Pour Wu Ming, si les théories de QAnon se diffusent de manière très moderne sur les réseaux sociaux, leur contenu est « archaïque, ancestral et se résume à une poignée de ‘scènes primaires’ et mythologiques, qui se recombinent depuis des siècles ». Il l’interprète comme un narratif de diversion, qui se développe autour « de la rage, de l’anxiété, de la nausée de vivre dans une société capitaliste, en particulier à un moment de désastres environnementaux ». « Les fantasmes complotistes « détournent » la rage et la dirigent vers des endroits où elle deviendra inutile, ou pire, fera partie d’un programme réactionnaire, estime-t-il. Les fantasmes du complot détournent l’attention de millions de personnes des luttes réelles et efficaces contre le capitalisme. »
« La nécessité de trouver un coupable »
« Toute une littérature conspirationniste pose les juifs en pédocriminels, pas seulement à titre individuel, mais avec l’idée d’un complot international, analyse Joël Kotek. Il y avait le Pizzagate aux États-Unis, avec Hillary Clinton, qui n’est pas juive, mais qui est enjuivée. Et puis, les Rothschild et George Soros, etc. On est dans un imaginaire antisémite et complotiste, qui a besoin de la nécessité de trouver un coupable. »
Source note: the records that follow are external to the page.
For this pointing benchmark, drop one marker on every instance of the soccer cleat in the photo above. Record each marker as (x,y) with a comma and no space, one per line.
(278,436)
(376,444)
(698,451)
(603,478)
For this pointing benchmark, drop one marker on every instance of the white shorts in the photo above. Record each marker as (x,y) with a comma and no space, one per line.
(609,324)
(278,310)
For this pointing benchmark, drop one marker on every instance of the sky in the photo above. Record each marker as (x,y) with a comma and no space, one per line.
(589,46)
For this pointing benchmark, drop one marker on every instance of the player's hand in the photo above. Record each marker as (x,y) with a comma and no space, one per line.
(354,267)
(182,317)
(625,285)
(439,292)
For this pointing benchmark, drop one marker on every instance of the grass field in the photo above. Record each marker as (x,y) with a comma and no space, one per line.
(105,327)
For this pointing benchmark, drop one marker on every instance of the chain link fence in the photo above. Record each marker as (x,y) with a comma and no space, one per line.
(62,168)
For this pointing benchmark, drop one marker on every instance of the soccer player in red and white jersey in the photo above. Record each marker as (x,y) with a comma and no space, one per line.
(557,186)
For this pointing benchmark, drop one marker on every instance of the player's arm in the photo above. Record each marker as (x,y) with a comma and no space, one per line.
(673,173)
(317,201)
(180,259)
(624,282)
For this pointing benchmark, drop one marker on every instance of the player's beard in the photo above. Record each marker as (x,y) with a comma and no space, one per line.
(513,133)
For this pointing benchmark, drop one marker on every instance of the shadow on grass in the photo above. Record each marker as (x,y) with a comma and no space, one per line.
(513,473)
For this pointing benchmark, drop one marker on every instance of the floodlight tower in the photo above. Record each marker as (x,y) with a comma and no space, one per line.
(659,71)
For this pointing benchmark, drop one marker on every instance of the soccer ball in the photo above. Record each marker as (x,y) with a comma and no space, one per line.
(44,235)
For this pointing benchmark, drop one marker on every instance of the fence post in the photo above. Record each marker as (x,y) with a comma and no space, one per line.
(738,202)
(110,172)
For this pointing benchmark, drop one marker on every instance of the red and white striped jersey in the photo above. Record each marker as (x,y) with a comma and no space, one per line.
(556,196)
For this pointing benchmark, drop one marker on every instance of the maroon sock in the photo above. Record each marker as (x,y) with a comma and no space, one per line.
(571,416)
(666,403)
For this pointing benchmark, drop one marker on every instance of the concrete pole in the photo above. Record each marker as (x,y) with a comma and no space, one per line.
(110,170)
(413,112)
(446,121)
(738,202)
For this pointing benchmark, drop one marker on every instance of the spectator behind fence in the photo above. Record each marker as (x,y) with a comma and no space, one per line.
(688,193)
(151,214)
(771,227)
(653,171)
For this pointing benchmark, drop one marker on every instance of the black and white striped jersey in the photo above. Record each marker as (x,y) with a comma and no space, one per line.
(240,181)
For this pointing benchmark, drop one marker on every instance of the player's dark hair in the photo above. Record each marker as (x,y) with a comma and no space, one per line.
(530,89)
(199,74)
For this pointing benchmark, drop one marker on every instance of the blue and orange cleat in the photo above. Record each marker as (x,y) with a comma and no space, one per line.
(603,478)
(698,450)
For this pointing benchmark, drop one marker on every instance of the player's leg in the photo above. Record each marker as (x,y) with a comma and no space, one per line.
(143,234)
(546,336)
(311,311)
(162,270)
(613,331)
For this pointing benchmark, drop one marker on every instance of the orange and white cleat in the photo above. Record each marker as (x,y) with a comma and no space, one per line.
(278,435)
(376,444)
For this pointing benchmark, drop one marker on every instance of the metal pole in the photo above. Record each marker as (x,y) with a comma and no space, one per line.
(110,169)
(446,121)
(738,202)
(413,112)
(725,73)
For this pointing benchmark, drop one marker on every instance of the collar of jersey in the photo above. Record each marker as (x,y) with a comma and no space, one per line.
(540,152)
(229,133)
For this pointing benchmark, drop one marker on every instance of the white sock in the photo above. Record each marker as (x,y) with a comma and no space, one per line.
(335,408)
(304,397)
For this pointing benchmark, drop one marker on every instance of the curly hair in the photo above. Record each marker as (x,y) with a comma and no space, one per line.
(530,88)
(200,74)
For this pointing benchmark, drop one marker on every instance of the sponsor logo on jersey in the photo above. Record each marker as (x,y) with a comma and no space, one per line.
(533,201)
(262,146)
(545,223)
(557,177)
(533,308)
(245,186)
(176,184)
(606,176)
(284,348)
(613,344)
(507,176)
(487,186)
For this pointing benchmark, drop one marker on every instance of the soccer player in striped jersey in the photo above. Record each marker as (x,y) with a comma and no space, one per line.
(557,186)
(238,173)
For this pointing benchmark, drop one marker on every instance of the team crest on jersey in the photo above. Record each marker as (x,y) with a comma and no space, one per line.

Le juif dans cette littérature, souligne-t-il, n’est pas un être inférieur, mais « diabolique ». « Et il s’adonne à des rites sataniques, indique l’historien. Et le rite satanique, par excellence, et le pire des crimes, c’est le crime contre l’enfant, bien évidemment. C’est le tabou ultime, après avoir tué Dieu. » Et conclut : « C’est toujours en période de crise et de mutation que surgit l’antisémitisme », l’illustration en est la période du Covid-19, qui a mis sur le devant de la scène et propagé les théories de QAnon à vitesse grand V.